The first avenue for improving the performance of the Pokemon autoencoder was by normalizing the input stats. Initially I had just divided them all by 200, to force them into the range \([0, 1]\). This was arbitrary, and often neural networks function better if their inputs are normally distributed. So, I fit both models a number of times to see how they compared:

Comparison of original method vs normalized stats

The losses are very different, which is to be expected since the scaling of the stats are not the same. What really matters is how well the stats and types are reconstructed:

Method Primary Type Accuracy Secondary Type Accuracy Both Types Accuracy Stat MSE
Original 69.4% 62.9% 39.4% 597
Normalized Stats 39.7% 49.1% 22.5% 544

The results here are mixed. The new normalization lowers the MSE on the reconstructed stats, but hinders the prediction of the types. This is due to the larger range of values for the stats in the normalized model; originally they were all in the range \([0, 1]\), but now they can take on larger values, many of them even being above 2.5. This increases their weighting in the loss function and the optimizer will then focus more on the stats than the types. Ultimately there isn’t enough of a difference in the MSE to definitively conclude that this normalization is useful, so I will use the original scaling.

The next optimization for the network is batch normalization. This is an extremely useful technique in deep learning, and since our network is more than a couple of layers deep it should give a noticeable improvement. Here, since the scale of the inputs is identical the losses can be meaningfully compared:

Loss with and without batch normalization

The effect of batch normalization here is clear. The loss decreases faster initially, and approaches a lower value as training continues. However, it appears to be inconsistent in its training with the loss fluctiating significantly. Lowering the training rate helps this, while minimally affecting the lowest loss achieved:

Loss with and without batch normalization

In fact, the model with the lower learning rate lowers its loss faster, achieving a loss of 0.02 before the 100th epoch, while the model with the higher learning rate takes almost 150 epochs. But again, the most important judge of performance is the median type prediction accuracy and stat MSE:

Method Primary Type Accuracy Secondary Type Accuracy Both Types Accuracy Stat MSE
Original 68.3% 61.35 41.7% 655
Batch Normalization 85.0% 58.0% 50.7% 829
Batch Normalization (halved learning rate) 87.7% 59.5% 52.9% 753

The model with the lower learning rate did perform better, though the improvement is narrow enough that it may just be noise. Overall this is a similar situation to earlier where one area was improved and the other suffered. This is not a loss for batch normalization though, it objectively was able to achieve a lower loss than the orignal model; this is just an indication of a bias in the loss function that gives more value to increasing type accuracy than stat accuracy.
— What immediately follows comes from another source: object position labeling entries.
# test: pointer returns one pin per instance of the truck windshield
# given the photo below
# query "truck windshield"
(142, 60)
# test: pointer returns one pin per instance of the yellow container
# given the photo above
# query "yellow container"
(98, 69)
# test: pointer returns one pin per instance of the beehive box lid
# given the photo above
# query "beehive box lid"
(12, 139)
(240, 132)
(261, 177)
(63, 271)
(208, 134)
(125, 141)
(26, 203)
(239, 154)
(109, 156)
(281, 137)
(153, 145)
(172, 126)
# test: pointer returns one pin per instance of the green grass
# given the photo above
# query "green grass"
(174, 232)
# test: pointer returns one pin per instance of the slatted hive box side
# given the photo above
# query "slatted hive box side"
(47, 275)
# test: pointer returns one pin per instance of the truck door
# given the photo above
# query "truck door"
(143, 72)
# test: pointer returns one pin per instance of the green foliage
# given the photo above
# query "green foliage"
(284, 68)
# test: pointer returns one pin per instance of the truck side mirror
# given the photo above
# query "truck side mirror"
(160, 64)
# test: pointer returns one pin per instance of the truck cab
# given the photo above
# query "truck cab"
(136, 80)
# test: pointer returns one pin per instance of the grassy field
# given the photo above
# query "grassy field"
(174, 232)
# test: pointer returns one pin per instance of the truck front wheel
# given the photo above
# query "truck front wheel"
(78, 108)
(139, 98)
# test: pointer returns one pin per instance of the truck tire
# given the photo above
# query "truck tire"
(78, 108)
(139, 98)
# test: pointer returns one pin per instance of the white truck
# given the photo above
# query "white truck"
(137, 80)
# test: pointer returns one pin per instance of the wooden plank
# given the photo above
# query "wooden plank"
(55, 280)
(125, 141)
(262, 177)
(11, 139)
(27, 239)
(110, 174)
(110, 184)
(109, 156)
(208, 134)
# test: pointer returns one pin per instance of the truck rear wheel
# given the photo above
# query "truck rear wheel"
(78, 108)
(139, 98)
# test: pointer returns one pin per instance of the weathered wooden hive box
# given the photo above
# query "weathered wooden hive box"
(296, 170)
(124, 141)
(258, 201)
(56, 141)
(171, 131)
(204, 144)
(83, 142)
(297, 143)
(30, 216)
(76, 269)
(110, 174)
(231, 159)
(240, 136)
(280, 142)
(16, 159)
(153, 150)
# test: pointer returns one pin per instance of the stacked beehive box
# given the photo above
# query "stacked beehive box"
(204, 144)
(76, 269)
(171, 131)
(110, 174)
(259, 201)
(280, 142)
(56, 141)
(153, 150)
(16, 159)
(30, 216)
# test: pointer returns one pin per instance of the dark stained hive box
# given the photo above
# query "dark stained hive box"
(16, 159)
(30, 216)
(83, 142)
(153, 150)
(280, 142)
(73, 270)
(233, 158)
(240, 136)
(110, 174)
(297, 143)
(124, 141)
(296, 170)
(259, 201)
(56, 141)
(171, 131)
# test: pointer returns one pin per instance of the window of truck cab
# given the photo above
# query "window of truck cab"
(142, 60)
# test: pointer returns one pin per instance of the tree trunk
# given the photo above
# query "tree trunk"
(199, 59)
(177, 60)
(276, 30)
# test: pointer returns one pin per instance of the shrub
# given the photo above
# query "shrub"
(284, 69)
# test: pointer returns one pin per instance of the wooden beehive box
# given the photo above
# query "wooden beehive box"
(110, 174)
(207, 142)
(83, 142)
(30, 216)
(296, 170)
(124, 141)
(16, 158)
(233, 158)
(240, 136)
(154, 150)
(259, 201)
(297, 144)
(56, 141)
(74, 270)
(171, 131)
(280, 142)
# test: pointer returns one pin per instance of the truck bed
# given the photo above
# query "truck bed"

So how deep can we go with batch normalization? I doubled the network depth (without really optimizing the new sizes or the other hyperparameters) to see how networks with and without batch normalization fared:

Loss with and without batch normalization, for a deeper network

While the overall loss has increased due to the unoptimized network architecture, the difference between the losses has also increased. This illustrates how batch normalization benefits deeper networks; less hyperparameter tuning is would be required to match or beat the loss of the shallower network. Since this is ultimately a learning exercise I won’t do that for this network, but it will become important for the next aspect of this project when I create a network that will actually assist with competitive Pokemon battling.